By Ralph B McLaughlin, Chief Economist | Trulia
President Trump recently announced a new budget proposal and, as with any new budget, there are winners and losers. A proposed $6 billion cut - or 13 percent of the department’s overall budget - puts the Department of Housing and Urban Development (HUD) into the latter. While these cuts will impact several of HUD’s programs, there are two standouts: the elimination of the Community Development Block Program (CDBG), and the $3 billion - or 8 percent - cut to the rental assistance program. While it is difficult to know who directly benefits from CDBG funding, since they are used to fund a variety of projects from housing and infrastructure to economic development and property acquisition, there is a wealth of data from the U.S. Census Current Population Survey (CPS) on where and who benefits from rental assistance programs. We find that young, urban and African-American households would disproportionately feel the hit from a reduction in rental assistance funding.
Using data from the 2016 CPS Annual Social and Economic Supplement, we found that people under the age of 35 make up nearly 60 percent of rental assistance recipients of even though they are just 48 percent of the U.S. population. When looking at race, about 49 percent of recipients are white while 41percent are African-American. Though nearly half of recipients are white, they make up about 75 percent of the U.S. population, which means they are underrepresented as voucher holders. On the other hand, African-Americans make up just 13 percent of the U.S. population, so they are vastly overrepresented as a share of those receiving federal rental assistance. This overrepresentation of African-Americans likely mirror broader socioeconomic disparities between whites and blacks, such as income, homeownership, and education.

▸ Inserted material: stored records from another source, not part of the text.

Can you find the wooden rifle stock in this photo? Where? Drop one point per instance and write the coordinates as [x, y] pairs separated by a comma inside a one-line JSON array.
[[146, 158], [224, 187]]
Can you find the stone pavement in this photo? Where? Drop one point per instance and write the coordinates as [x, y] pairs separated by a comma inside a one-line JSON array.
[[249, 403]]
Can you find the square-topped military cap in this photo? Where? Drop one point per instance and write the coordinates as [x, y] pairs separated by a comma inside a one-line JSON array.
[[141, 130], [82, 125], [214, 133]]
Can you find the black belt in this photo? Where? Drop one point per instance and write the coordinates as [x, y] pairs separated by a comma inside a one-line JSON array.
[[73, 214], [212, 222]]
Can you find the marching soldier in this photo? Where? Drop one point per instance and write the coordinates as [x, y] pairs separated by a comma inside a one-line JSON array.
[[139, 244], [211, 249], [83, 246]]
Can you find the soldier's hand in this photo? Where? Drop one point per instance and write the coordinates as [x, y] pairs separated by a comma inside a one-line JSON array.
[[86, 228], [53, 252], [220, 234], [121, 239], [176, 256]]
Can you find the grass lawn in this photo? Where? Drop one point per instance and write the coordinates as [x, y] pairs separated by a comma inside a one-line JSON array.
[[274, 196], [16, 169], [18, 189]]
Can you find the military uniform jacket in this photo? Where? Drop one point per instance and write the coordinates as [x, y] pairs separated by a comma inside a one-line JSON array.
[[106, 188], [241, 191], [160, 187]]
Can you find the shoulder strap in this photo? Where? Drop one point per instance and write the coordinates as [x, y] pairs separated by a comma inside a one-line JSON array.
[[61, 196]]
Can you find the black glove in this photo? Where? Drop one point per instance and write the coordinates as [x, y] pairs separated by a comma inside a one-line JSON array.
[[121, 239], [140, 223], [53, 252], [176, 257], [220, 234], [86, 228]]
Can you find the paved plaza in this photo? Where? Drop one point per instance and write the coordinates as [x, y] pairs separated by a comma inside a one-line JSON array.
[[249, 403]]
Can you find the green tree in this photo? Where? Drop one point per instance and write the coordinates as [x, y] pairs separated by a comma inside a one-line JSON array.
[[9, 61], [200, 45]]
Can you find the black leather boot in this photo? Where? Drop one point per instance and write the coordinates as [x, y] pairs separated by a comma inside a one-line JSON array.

Another interesting story emerges when we look at the geographic distribution of where recipients live. Central city residents – what the CPS-ASEC calls people who live in urban city centers – are overrepresented compared to their U.S. population. Of those receiving rental assistance, about 44 percent live in central cities, but they only make up about 28 percent of the population. On the other hand, suburbanites are underrepresented. About 31 percent of recipients live in the suburbs but make up about 45 percent of the U.S. population. Finally, rural residents are about proportionally represented, making up 14 percent and 13 percent of recipients and proportion of the U.S. population, respectively.